Loss of JAK1 Function Causes G2/M Cell Cycle Defects Vulnerable to KIF18A Inhibition [Cal27 CRISPR Screen]

Therapeutic resistance to DNA damage is a significant challenge in oncology. To gain insight into biological mechanisms that cause DNA damage resistance and to inform strategies for achieving synergy with therapeutic radiation, we performed parallel pooled genetic CRISPR-Cas9 screening for survival in high-risk head and neck squamous cell carcinoma (HNSCC) subtypes. Surprisingly, in addition to known mediators of radiotherapy response, including ATM, DNAPK, and NF-?B signaling, loss of JAK1 was identified as a driver of tumor cell radioresistance. Knockout of JAK1 in HNSCC increased cell survival by enhancing the DNA damage-dependent G2/M cell cycle arrest and delaying progression to radiation-induced mitotic catastrophe. In line with this finding, both JAK1 knockout and kinase inhibition with abrocitinib prevented subsequent formation of radiation-induced micronuclei. Loss of JAK1 function did not affect canonical CDK1 signaling but instead reduced activation of PLK1 and AURKA, two kinases with auxiliary roles in the regulation of G2 and M phase progression. Correspondingly, using both EdU labelling and live cell imaging techniques, JAK1 loss was found to cause prolonged metaphase, mitotic slippage, and progression to tetraploidy. Targeting the mitotic kinesin KIF18A with the small molecule sovilnesib exacerbated mitotic stress and enhanced the efficacy of radiation. These studies establish KIF18A inhibition as a strategy to counteract the protective G2/M cell cycle arrest induced by DNA damage and to thus enhance tumor cell sensitivity to radiation therapy. Overall design: We performed a kinome-focused (Brunello gRNA library) CRISPR screen on the Cal27 HNSCC cell line with radiation as a selection pressure. Three seperate experimental replicates of the Cal27 cells were either irradiated or treated with a control regimen. Sequencing was then performed to determine gRNAs that were enriched or depeletd in the irradiated samples compared to unirradiated samples.

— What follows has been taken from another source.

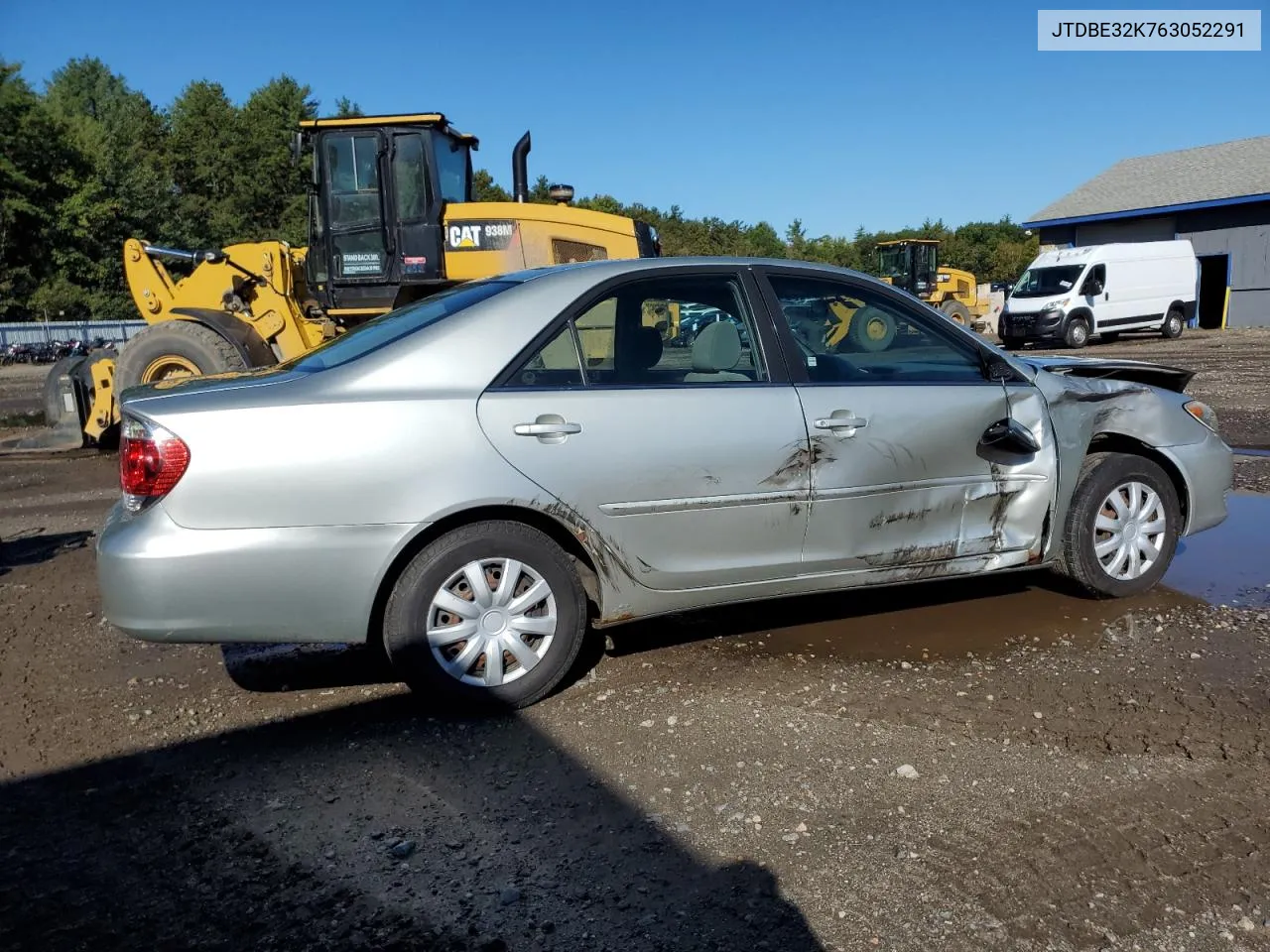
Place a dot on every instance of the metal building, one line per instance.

DNA损伤治疗抗性是肿瘤学领域面临的重大挑战。为阐明DNA损伤治疗抗性的生物学机制，并为制定放疗协同治疗策略提供依据，我们针对高风险头颈部鳞状细胞癌（head and neck squamous cell carcinoma, HNSCC）亚型的细胞存活情况，开展了平行池化遗传CRISPR-Cas9筛选。令人意外的是，除了已知的放疗响应介导因子（如ATM、DNAPK以及核因子κB（NF-κB）信号通路）外，Janus激酶1（JAK1）基因缺失被鉴定为肿瘤细胞辐射抗性的驱动因素。HNSCC细胞中JAK1基因敲除可通过增强DNA损伤依赖性G2/M细胞周期阻滞，延缓辐射诱导的有丝分裂灾难进程，进而提升细胞存活率。与上述发现一致，JAK1基因敲除以及使用阿布昔替尼（abrocitinib）进行激酶抑制，均能阻断辐射诱导的微核形成。JAK1功能缺失并不会影响经典的细胞周期蛋白依赖性激酶1（CDK1）信号通路，反而会降低Polo样激酶1（PLK1）与Aurora激酶A（AURKA）的激活水平——这两种激酶在G2期与M期的进程调控中发挥辅助作用。相应地，通过EdU（5-乙炔基-2'-脱氧尿苷）标记与活细胞成像技术，研究发现JAK1缺失会导致细胞中期延长、有丝分裂滑移，并最终进展为四倍体。使用小分子抑制剂索维奈塞布（sovilnesib）靶向有丝分裂驱动蛋白KIF18A，可加剧有丝分裂应激并增强放疗疗效。本研究确立了KIF18A抑制策略，可抵消DNA损伤诱导的保护性G2/M细胞周期阻滞，从而提高肿瘤细胞对放疗的敏感性。整体实验设计：我们以辐射作为筛选压力，对Cal27 HNSCC细胞系开展激酶组靶向CRISPR筛选（采用Brunello向导RNA（gRNA）文库）。将3组独立生物学重复的Cal27细胞分别接受辐射处理或对照处理。随后通过测序，对比未辐射样本与辐射样本，鉴定出在辐射样本中富集或缺失的gRNA。